The Senate Workforce Development Committee heard testimony on Senate Bill 2110, a measure from the Department of Environmental Quality (DEQ) that would change how operators of public drinking water and wastewater systems are certified and how violations are penalized.
DEQ Director of the Division of Municipal Facilities David Brushwein told the committee the bill makes four principal changes: move the operator certification year from July 1 to Jan. 1 to align with the calendar year; allow the DEQ to use a third‑party testing service for operator exams; permit operator testing fees to be set in administrative code; and authorize civil penalties of up to $5,000 per day for violations of the chapter, while reserving a criminal penalty for intentional or willful misconduct.
"The use of a proctored site is very desirable for small system operators who would be able to take an exam at a time of their choosing instead of being limited to the monthly testing date," Brushwein said, describing stakeholder requests that prompted the bill.

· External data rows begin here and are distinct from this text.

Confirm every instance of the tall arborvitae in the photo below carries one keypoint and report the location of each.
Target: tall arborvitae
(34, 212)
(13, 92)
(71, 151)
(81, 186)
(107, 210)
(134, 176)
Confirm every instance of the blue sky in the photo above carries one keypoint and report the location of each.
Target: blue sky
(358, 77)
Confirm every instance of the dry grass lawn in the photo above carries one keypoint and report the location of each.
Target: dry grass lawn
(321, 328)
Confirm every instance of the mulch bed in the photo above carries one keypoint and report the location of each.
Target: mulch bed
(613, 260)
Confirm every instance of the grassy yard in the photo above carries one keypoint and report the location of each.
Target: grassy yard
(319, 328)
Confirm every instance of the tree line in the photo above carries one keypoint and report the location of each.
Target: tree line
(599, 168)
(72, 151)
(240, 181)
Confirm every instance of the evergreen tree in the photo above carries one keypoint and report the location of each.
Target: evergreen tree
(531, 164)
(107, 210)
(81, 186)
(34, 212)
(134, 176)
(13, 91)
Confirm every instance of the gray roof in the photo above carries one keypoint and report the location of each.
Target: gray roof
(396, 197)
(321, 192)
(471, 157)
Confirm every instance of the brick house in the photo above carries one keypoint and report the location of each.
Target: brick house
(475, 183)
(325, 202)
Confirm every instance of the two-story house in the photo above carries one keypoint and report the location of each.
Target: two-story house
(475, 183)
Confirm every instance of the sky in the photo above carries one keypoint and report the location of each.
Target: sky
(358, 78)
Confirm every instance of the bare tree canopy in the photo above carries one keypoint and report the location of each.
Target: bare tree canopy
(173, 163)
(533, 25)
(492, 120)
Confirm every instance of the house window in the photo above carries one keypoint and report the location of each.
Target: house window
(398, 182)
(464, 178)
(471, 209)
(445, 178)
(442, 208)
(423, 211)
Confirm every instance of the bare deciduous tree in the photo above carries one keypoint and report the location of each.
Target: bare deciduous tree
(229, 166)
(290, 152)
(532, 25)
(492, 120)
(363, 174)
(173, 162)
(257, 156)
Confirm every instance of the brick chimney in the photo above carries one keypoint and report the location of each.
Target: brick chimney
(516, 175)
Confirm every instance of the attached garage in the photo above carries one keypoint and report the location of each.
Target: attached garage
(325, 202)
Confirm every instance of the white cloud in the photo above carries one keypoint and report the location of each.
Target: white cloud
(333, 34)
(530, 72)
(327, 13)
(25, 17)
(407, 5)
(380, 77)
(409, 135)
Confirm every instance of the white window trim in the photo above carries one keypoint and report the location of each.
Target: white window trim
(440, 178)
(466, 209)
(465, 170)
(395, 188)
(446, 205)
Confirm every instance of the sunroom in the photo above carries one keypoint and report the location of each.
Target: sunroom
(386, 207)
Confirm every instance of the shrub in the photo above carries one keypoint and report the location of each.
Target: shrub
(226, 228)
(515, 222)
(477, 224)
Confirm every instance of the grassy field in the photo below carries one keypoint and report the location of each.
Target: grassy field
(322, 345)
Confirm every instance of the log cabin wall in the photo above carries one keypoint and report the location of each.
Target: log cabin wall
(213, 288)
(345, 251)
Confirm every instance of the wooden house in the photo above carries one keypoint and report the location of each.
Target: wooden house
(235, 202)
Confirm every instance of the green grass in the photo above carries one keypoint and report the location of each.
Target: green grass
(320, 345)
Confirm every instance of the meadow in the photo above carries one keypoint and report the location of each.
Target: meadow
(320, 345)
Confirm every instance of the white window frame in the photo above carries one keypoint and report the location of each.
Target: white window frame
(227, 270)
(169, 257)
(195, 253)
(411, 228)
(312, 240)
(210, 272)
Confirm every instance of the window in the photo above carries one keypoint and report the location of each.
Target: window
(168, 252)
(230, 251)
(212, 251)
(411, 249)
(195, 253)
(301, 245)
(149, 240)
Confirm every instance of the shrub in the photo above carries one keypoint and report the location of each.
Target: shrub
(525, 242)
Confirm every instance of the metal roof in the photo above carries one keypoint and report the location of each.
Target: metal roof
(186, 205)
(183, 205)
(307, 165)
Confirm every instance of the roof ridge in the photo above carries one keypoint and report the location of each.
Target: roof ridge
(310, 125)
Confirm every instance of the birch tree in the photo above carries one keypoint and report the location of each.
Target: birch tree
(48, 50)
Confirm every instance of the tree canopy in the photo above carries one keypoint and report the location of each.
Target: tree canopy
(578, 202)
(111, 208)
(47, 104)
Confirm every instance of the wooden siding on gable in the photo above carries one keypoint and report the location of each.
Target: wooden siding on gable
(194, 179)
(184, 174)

Committee members pressed DEQ witnesses on when and how civil penalties would be assessed. Senator Larson asked whether the department could immediately assess a per‑day fine or whether a formal determination was required. Eric Walton, counsel to DEQ from the Assistant Attorney General’s Office, said the statutory language establishes a maximum daily civil penalty but that the department’s enforcement ordinarily follows steps: informal compliance efforts, a notice of violation, then formal administrative complaint and hearing under the Administrative Procedures Act if necessary. He said the department has used criminal enforcement in the past for deliberate submission of false test results, and that an administrative law judge (ALJ) or district court would typically be required to order the maximum daily penalty; the ALJ could order a lesser amount.
Representatives of water utilities and associations supported the bill but acknowledged questions about the fee and penalty details. Eric Volk, executive director of North Dakota Rural Water, said the proposed third‑party testing administrator would likely increase per‑exam costs above the current $50 testing fee and that the state’s operator certification reimbursement program helps small systems (for systems serving 3,300 or fewer people) cover testing costs. Matt Gardner, introduced as executive director for the North Coteague Cities, also supported the changes and emphasized workforce shortages for certified operators in many communities.
Witnesses and counsel said the civil penalty provision mirrors language used elsewhere in environmental code (air quality, hazardous waste) and that the $5,000 per‑day figure is a statutory cap intended to be applied proportionally; DEQ representatives said they rarely seek the maximum and that proposed penalties would generally be scaled to the size and circumstances of the system. Several senators requested clearer statutory language or guidance on when civil enforcement would be used versus informal compliance efforts.
No final committee vote occurred on SB 2110. After testimony and questioning the committee recessed and indicated it would "sit on this one a little bit," then closed the hearing. No amendments or committee actions were adopted at the hearing.